The command auto-detects your maturity level from `.govkit` and selects the appropriate starter template. Level 3 starters have 3 artifacts; Level 4 starters have 5. You can override with `--level 3` or `--level 4`.

For Level 4 projects, each starter's `eval_criteria.yaml` includes mode selection instructions at the top. Set the `mode` field to match your feature type: `llm` (LLM generation/retrieval), `deterministic` (pure logic), or `none` (configuration artifacts). If the mode is `deterministic` or `none`, delete the `llm_evaluation` section.

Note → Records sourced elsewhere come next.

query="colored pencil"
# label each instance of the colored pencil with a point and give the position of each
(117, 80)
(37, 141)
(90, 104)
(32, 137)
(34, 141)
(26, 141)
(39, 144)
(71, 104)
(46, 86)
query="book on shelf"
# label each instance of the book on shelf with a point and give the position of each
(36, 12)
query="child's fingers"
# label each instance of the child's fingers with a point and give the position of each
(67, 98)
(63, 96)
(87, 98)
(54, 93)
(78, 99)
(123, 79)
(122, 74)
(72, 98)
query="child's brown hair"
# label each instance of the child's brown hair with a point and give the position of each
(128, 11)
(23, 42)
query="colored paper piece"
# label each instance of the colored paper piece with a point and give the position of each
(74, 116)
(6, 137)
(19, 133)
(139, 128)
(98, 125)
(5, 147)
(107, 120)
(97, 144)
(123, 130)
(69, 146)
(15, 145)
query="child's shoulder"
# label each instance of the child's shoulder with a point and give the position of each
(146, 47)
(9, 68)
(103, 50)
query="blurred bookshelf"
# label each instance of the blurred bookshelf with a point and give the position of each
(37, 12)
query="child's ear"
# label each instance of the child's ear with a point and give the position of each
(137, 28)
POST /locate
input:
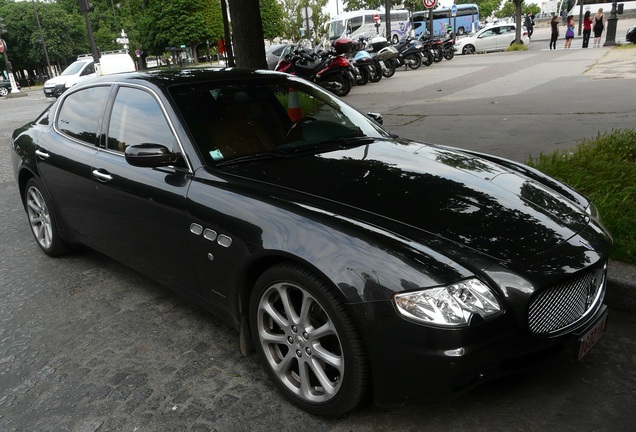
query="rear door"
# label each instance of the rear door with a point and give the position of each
(141, 219)
(64, 158)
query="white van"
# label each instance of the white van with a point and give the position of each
(110, 62)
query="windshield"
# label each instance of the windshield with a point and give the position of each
(74, 68)
(275, 116)
(336, 29)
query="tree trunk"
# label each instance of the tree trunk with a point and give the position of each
(247, 34)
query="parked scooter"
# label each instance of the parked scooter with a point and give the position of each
(328, 70)
(384, 54)
(409, 53)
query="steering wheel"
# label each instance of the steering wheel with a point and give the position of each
(299, 122)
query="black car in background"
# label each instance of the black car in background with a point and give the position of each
(5, 87)
(355, 263)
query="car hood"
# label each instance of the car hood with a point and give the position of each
(403, 185)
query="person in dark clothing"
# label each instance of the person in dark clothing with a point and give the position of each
(554, 24)
(587, 29)
(529, 23)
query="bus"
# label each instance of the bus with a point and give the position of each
(574, 6)
(355, 23)
(465, 21)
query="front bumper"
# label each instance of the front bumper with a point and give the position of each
(413, 363)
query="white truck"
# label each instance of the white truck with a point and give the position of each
(84, 67)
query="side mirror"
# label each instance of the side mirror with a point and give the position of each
(150, 155)
(377, 117)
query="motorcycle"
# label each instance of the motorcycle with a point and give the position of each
(434, 46)
(328, 70)
(384, 54)
(409, 53)
(448, 47)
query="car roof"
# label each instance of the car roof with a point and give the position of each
(167, 78)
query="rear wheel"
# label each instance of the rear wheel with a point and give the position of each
(42, 219)
(438, 54)
(307, 341)
(413, 60)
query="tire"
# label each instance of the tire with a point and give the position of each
(428, 58)
(42, 220)
(415, 58)
(376, 73)
(307, 341)
(438, 54)
(344, 83)
(390, 69)
(364, 76)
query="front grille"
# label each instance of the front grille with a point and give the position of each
(563, 305)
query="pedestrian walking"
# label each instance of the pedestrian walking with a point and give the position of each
(529, 23)
(554, 24)
(587, 29)
(569, 33)
(598, 25)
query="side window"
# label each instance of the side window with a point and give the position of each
(137, 119)
(81, 113)
(88, 70)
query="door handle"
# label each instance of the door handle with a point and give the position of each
(42, 154)
(102, 176)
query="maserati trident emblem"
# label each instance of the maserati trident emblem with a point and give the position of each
(586, 245)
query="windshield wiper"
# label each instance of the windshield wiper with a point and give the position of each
(254, 157)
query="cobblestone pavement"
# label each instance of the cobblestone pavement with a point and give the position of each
(88, 345)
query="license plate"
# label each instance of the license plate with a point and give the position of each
(589, 339)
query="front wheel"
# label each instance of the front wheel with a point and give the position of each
(42, 219)
(307, 341)
(390, 69)
(413, 60)
(428, 58)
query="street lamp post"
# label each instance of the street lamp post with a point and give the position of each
(3, 46)
(46, 53)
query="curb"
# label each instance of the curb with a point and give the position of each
(621, 287)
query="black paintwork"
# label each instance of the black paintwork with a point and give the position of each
(387, 216)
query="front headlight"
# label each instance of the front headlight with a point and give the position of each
(453, 305)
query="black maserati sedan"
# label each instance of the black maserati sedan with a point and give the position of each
(356, 264)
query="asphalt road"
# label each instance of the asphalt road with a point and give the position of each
(89, 345)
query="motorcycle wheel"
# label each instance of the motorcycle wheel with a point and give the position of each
(390, 69)
(344, 85)
(364, 76)
(428, 58)
(438, 54)
(413, 61)
(376, 74)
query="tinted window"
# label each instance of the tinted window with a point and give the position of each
(81, 113)
(137, 119)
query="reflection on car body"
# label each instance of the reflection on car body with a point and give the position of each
(352, 261)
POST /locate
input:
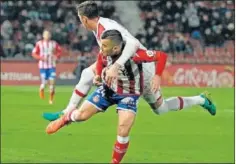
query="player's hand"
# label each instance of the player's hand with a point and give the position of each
(112, 73)
(45, 59)
(155, 83)
(97, 80)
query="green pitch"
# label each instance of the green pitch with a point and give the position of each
(191, 135)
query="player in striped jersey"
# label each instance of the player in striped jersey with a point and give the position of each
(88, 14)
(47, 52)
(125, 94)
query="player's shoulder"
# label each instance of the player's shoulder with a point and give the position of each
(107, 23)
(39, 42)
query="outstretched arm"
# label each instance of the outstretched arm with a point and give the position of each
(153, 56)
(159, 57)
(130, 48)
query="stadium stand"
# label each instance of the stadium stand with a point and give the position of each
(195, 32)
(192, 32)
(22, 23)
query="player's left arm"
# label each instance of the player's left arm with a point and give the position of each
(159, 57)
(130, 48)
(58, 51)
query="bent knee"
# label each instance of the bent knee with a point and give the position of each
(123, 130)
(156, 106)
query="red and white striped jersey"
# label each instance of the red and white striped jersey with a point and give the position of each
(129, 80)
(47, 50)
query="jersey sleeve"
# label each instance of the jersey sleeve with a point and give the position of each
(58, 50)
(152, 56)
(99, 65)
(36, 49)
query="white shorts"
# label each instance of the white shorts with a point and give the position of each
(148, 73)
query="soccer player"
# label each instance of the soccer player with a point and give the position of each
(47, 52)
(125, 96)
(88, 14)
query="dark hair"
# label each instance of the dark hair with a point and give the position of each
(114, 35)
(88, 9)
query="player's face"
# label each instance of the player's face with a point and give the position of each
(46, 35)
(108, 48)
(84, 20)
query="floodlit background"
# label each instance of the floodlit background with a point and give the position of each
(199, 37)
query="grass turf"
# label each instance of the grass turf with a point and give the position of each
(191, 135)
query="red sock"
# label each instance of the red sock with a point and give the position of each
(119, 151)
(52, 93)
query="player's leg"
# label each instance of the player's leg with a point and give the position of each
(126, 121)
(43, 77)
(161, 105)
(95, 103)
(80, 91)
(82, 88)
(85, 112)
(52, 78)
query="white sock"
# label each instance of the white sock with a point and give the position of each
(42, 86)
(179, 103)
(51, 88)
(123, 140)
(72, 116)
(81, 89)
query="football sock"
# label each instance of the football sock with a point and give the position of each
(120, 149)
(52, 92)
(179, 103)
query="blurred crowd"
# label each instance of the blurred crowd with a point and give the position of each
(176, 26)
(169, 25)
(22, 24)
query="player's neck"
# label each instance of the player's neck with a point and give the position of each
(94, 24)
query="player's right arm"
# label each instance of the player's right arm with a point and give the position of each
(99, 68)
(159, 57)
(36, 52)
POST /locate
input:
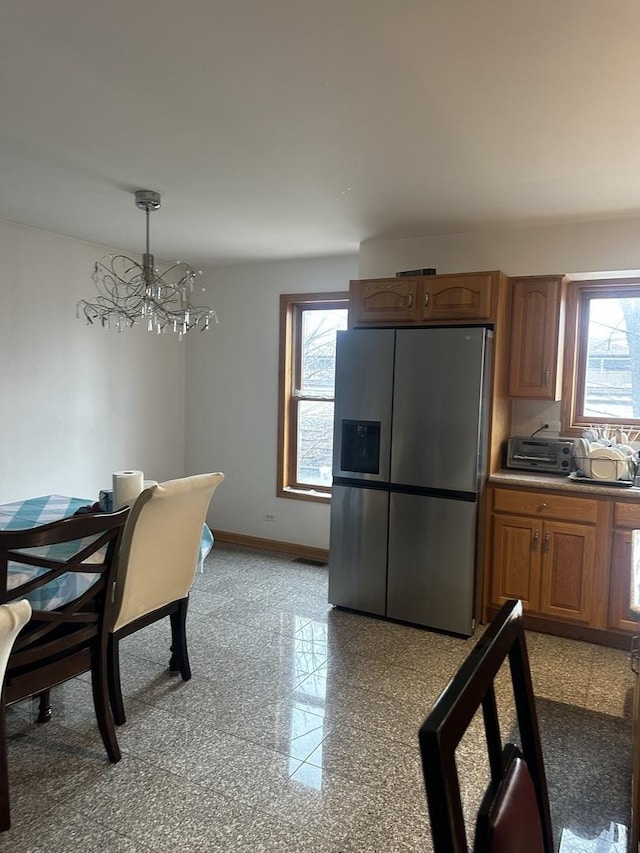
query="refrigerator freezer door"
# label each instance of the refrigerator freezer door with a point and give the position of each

### Step 2: Write Your Acceptance Criteria

Edit `features/my_feature/acceptance.feature` with your Gherkin scenarios:

- Write happy path and failure/edge case scenarios
- Tag NFR scenarios with `@nfr-performance`, `@nfr-security`, etc.
- Tag E2E scenarios with `@e2e` (UI projects)
- Add `@contract` scenarios if the feature produces shared artifacts

### Step 3: Complete Your NFRs

Edit `features/my_feature/nfrs.md` — replace every TBD entry with concrete requirements. The agent will refuse to proceed if any TBD entries remain.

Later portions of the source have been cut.